(a) Preliminary injunction; notice. - No preliminary injunction shall be issued without notice to the adverse party.
(b) Temporary restraining order; notice; hearing; duration. - A temporary restraining order may be granted without written or oral notice to the adverse party or that party's attorney only if (i) it clearly appears from specific facts shown by affidavit or by verified complaint that immediate and irreparable injury, loss, or damage will result to the applicant before the adverse party or that party's attorney can be heard in opposition, and (ii) the applicant's attorney certifies to the court in writing the efforts, if any, that have been made to give the notice and the reasons supporting the claim that notice should not be required. Every temporary restraining order granted without notice shall be endorsed with the date and hour of issuance; shall be filed forthwith in the clerk's office and entered of record; shall define the injury and state why it is irreparable and why the order was granted without notice; and shall expire by its terms within such time after entry, not to exceed 10 days, as the judge fixes, unless within the time so fixed the order, for good cause shown, is extended for a like period or unless the party against whom the order is directed consents that it may be extended for a longer period. The reasons for the extension shall be entered of record. In case a temporary restraining order is granted without notice and a motion for a preliminary injunction is made, it shall be set down for hearing at the earliest possible time and takes precedence over all matters except older matters of the same character; and when the motion comes on for hearing, the party who obtained the temporary restraining order shall proceed with a motion for a preliminary injunction, and, if he does not do so, the judge shall dissolve the temporary restraining order. On two days' notice to the party who obtained the temporary restraining order without notice or on such shorter notice to that party as the judge may prescribe, the adverse party may appear and move its dissolution or modification and in that event the judge shall proceed to hear and determine such motion as expeditiously as the ends of justice require. Damages may be awarded in an order for dissolution as provided in section (e).
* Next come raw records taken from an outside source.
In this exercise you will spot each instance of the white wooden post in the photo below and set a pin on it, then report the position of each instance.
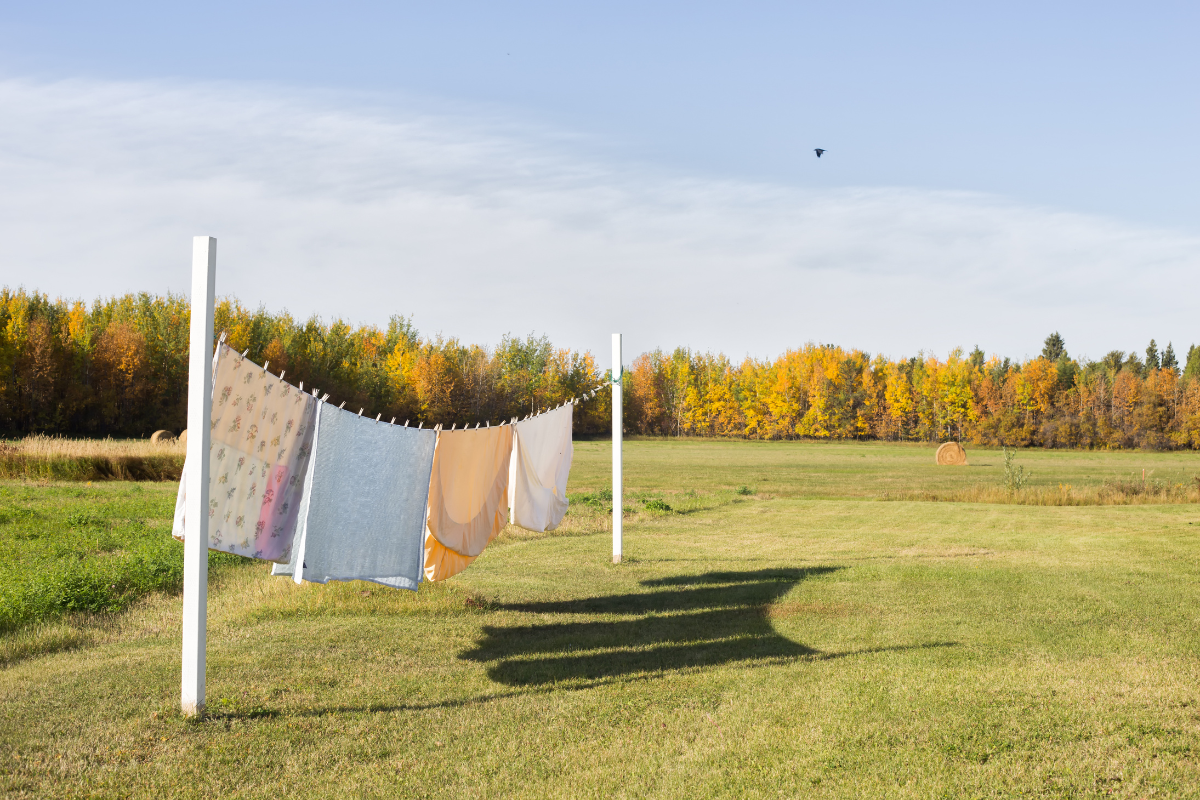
(199, 411)
(617, 504)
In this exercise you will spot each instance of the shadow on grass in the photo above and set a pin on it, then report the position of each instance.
(682, 624)
(688, 621)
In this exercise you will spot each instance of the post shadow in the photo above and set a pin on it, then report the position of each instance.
(687, 621)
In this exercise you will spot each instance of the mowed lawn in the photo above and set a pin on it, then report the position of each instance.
(807, 638)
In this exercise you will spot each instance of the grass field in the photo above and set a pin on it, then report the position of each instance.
(777, 630)
(55, 458)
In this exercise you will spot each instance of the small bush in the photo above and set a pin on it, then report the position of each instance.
(1015, 477)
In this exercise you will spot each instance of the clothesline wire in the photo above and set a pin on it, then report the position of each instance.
(575, 400)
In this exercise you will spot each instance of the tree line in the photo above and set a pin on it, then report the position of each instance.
(822, 391)
(119, 367)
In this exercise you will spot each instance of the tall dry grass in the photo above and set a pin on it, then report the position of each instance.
(55, 458)
(1111, 492)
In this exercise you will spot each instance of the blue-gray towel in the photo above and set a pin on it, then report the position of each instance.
(363, 512)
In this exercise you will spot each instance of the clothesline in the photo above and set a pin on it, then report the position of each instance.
(364, 501)
(487, 423)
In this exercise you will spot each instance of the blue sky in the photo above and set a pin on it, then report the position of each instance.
(993, 173)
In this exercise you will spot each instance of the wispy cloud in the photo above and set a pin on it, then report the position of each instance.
(478, 226)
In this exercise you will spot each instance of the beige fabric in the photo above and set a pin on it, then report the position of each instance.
(540, 467)
(468, 497)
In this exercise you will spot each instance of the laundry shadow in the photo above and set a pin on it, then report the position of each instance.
(687, 621)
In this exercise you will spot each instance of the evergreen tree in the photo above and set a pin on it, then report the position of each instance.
(1192, 366)
(1054, 348)
(1169, 360)
(1152, 356)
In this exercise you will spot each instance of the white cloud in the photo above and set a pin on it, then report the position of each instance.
(479, 227)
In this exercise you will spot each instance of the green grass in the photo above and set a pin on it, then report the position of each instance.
(84, 548)
(802, 639)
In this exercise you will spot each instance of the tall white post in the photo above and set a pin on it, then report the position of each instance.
(617, 504)
(196, 510)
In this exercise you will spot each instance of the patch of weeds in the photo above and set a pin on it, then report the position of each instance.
(479, 603)
(1015, 477)
(83, 519)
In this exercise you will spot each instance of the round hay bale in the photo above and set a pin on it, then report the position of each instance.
(162, 438)
(952, 455)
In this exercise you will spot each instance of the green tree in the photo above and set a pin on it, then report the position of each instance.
(1169, 360)
(1114, 360)
(1192, 366)
(1152, 361)
(1054, 348)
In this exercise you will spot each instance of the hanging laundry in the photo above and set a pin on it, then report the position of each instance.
(363, 515)
(540, 465)
(262, 433)
(468, 497)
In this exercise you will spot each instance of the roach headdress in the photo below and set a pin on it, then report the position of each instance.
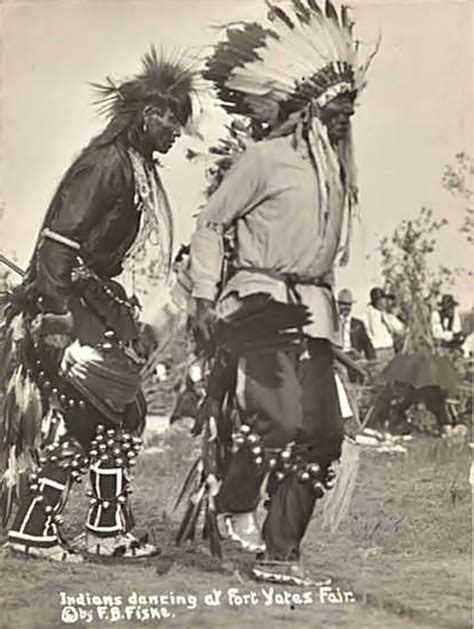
(162, 82)
(303, 54)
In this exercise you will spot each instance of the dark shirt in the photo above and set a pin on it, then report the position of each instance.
(93, 206)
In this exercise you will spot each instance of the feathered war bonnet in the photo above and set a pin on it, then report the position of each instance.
(303, 54)
(282, 73)
(163, 82)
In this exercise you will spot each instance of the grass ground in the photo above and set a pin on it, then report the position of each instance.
(404, 551)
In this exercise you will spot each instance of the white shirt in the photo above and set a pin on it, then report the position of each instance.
(345, 323)
(438, 326)
(378, 329)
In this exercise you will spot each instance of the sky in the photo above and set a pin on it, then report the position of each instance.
(414, 116)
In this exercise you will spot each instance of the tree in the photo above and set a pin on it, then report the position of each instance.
(407, 270)
(458, 179)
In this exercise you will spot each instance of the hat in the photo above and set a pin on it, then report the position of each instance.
(345, 297)
(376, 293)
(447, 301)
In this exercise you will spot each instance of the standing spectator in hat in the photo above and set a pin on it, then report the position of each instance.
(378, 326)
(355, 339)
(394, 323)
(446, 323)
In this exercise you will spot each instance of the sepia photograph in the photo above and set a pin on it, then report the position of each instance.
(236, 314)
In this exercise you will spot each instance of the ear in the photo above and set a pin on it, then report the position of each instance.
(147, 111)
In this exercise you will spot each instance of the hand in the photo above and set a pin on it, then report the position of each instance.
(51, 323)
(205, 320)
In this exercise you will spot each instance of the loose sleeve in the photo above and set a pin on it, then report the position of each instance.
(84, 196)
(241, 190)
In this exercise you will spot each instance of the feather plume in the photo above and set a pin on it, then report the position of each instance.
(170, 81)
(299, 56)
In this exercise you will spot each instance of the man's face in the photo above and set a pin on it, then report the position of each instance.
(162, 128)
(336, 116)
(390, 304)
(344, 308)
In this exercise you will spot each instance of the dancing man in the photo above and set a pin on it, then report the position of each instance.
(290, 200)
(73, 354)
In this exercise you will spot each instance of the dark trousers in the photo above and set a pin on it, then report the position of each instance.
(285, 399)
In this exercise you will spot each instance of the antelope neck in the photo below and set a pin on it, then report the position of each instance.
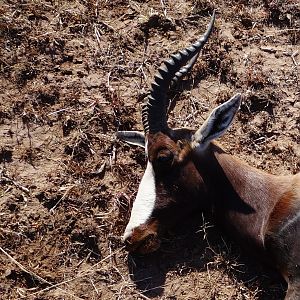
(242, 196)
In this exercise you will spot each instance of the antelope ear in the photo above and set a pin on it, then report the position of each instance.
(217, 122)
(132, 137)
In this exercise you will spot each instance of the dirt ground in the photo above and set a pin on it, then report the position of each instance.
(72, 74)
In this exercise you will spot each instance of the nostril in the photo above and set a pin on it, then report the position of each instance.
(127, 243)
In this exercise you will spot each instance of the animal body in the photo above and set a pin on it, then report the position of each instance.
(186, 170)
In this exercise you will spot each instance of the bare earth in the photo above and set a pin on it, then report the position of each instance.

(c) Security. - No restraining order or preliminary injunction shall issue except upon the giving of security by the applicant, in such sum as the judge deems proper, for the payment of such costs and damages as may be incurred or suffered by any party who is found to have been wrongfully enjoined or restrained. No such security shall be required of the State of North Carolina or of any county or municipality thereof, or any officer or agency thereof acting in an official capacity, but damages may be awarded against such party in accord with this rule. In suits between spouses relating to support, alimony, custody of children, separation, divorce from bed and board, and absolute divorce no such security shall be required of the plaintiff spouse as a condition precedent to the issuing of a temporary restraining order or preliminary injunction enjoining the defendant spouse from interfering with, threatening, or in any way molesting the plaintiff spouse during pendency of the suit, until further order of the court, but damages may be awarded against such party in accord with this rule.
A surety upon a bond or undertaking under this rule submits himself to the jurisdiction of the court and irrevocably appoints the clerk of the court as his agent upon whom any papers affecting his liability on the bond or undertaking may be served. His liability may be enforced on motion without the necessity of an independent action. The motion and such notice of the motion as the court prescribes may be served on the clerk of the court, who shall forthwith mail copies to the persons giving the security and the sureties thereon if their addresses are known.
(d) Form and scope of injunction or restraining order. - Every order granting an injunction and every restraining order shall set forth the reasons for its issuance; shall be specific in terms; shall describe in reasonable detail, and not by reference to the complaint or other document, the act or acts enjoined or restrained; and is binding only upon the parties to the action, their officers, agents, servants, employees, and attorneys, and upon those persons in active concert or participation with them who receive actual notice in any manner of the order by personal service or otherwise.
(e) Damages on dissolution. - An order or judgment dissolving an injunction or restraining order may include an award of damages against the party procuring the injunction and the sureties on his undertaking without a showing of malice or want of probable cause in procuring the injunction. The damages may be determined by the judge, or he may direct that they be determined by a referee or jury. (1967, c. 954, s. 1; 2001-379, s. 8.)